# Dragon Farts (Rhino Farts from DB)



## moothusala (May 13, 2014)

Ok so I've made up a 6 gallon batch of DB based on the recipe in the Recipes section. Started Saturday with an OG of 1.092 (other than the OG everything else is exact to the recipe). Pitched yeast Sunday at 72 degrees (room temp in my house), Monday OG down to 1.080 at 73 degrees. Stirred and pressed as directed. This AM (Tuesday) woke up to some god awful "Dragon Farts" (which put my attempt at apfelwein to shame) Based on what I've read here on the forums I added another dose of nutrients (just DAP I don't have ready access to the fancier Fermaid K/O) and stirred as much of the gas out of solution as I could with my drill mounted mix/stir.

11 hours later its still pumping out the stank  and I would prefer not to dump it but SWMBO is giving me death stares. (I have had this issue with Apfelwein as well as a cheap Paklab kit I tried, I have yet to make anything drinkable as I couldn't ever seem to get the stink out of those two and SWMBO's tolerance to my new hobby is slipping.) 

Can someone help me with my fart curse?


----------



## blackspanish777 (May 13, 2014)

Usually the rotten eggs smell is caused by stressed yeast. Did you follow the recipe exactly? My Chenin Blanc stunk like that for me when I didn't add enough yeast nutrient... I added 3 tsp I believe to a five gallon batch and it went away over night. 

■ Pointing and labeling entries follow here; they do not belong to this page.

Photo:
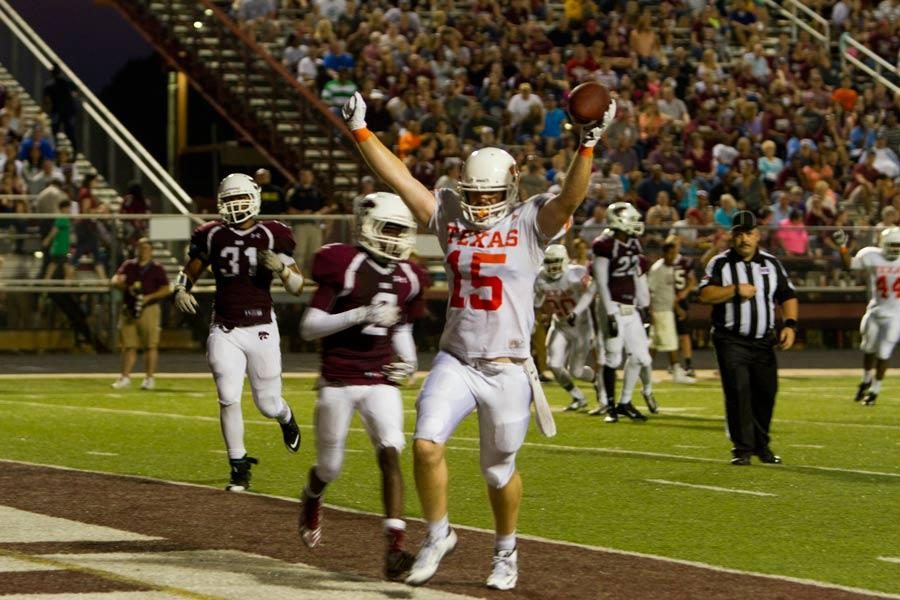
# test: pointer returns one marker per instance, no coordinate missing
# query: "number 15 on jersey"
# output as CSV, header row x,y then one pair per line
x,y
470,287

Oh and I see this is your first post. Welcome!


----------



## Dale1978 (May 13, 2014)

The yeast strand you are using may be your issue. What brand and strand are you using. I use Lavin Ec1118 alot and also Red Star Cote Des Blancs alot. Some of my ferments smells like whatever fruit I am using and I have had a couple that did not smell as good.


----------



## moothusala (May 13, 2014)

I'm using Lavlin EC-1118.

I think the issue might lie in this: What do we mean by nutrient? I have some DAP (which I used as nutrient for the recipe addition as well as the 2tsp I added this morning) and I have some White Labs and Wyeast nutrient I use when making beer. Should I add some of that or is there a difference between beer and wine yeast nutrient wise? (I'll be getting Fermaid and GoFerm for future runs assuming the SWMBO doesn't put the breaks on things)


----------



## Dale1978 (May 13, 2014)

DAP is not a nutrient - It does not have the vitamins and other minerals that would feed the yeast - Dap puts nitrogen in the ferment to aid in a healthy growth of the yeast - but they also need vitamins and other minerals that the nutrient supplies. I would think that the nutrient you use for beer making would work just the same in wine making. I would give it a dose of that nutrient if that is all you have. Like I said it should work the same. Somebody else may have another opinion or more info on this.


----------



## moothusala (May 13, 2014)

That very well could be the issue then. Assuming there are no naysayers before I get back to the house I'll give it a double dose of the Wyeast stuff and see if that helps.

Thanks!


----------



## chris400 (May 13, 2014)

remember though sometines more is not better


----------



## moothusala (May 13, 2014)

Good point chris400, with that in mind I just did the original suggested dose from the recipe of 3 tsp. Can't tell if my nose is fried from breathing while I was stirring but it almost seems better already and its down to 1.030 (so apparently stressed yeast still work hard as that's down 0.050 from last night)


----------



## blackspanish777 (May 13, 2014)

You will notice instantly the wine will almost bubble a little. The smell will go away over a few hours.


Making wine in South Texas since March 2014

Cibolo Creek Cellars

Follow us on Facebook:
www.facebook.com/cibolocreekfarms


----------



## moothusala (May 14, 2014)

Woke up this AM to no stinky smells. Looks like it was all around my nutrient confusion. 

Thanks all!


----------



## blackspanish777 (May 14, 2014)

Best of luck on the rest of it!


----------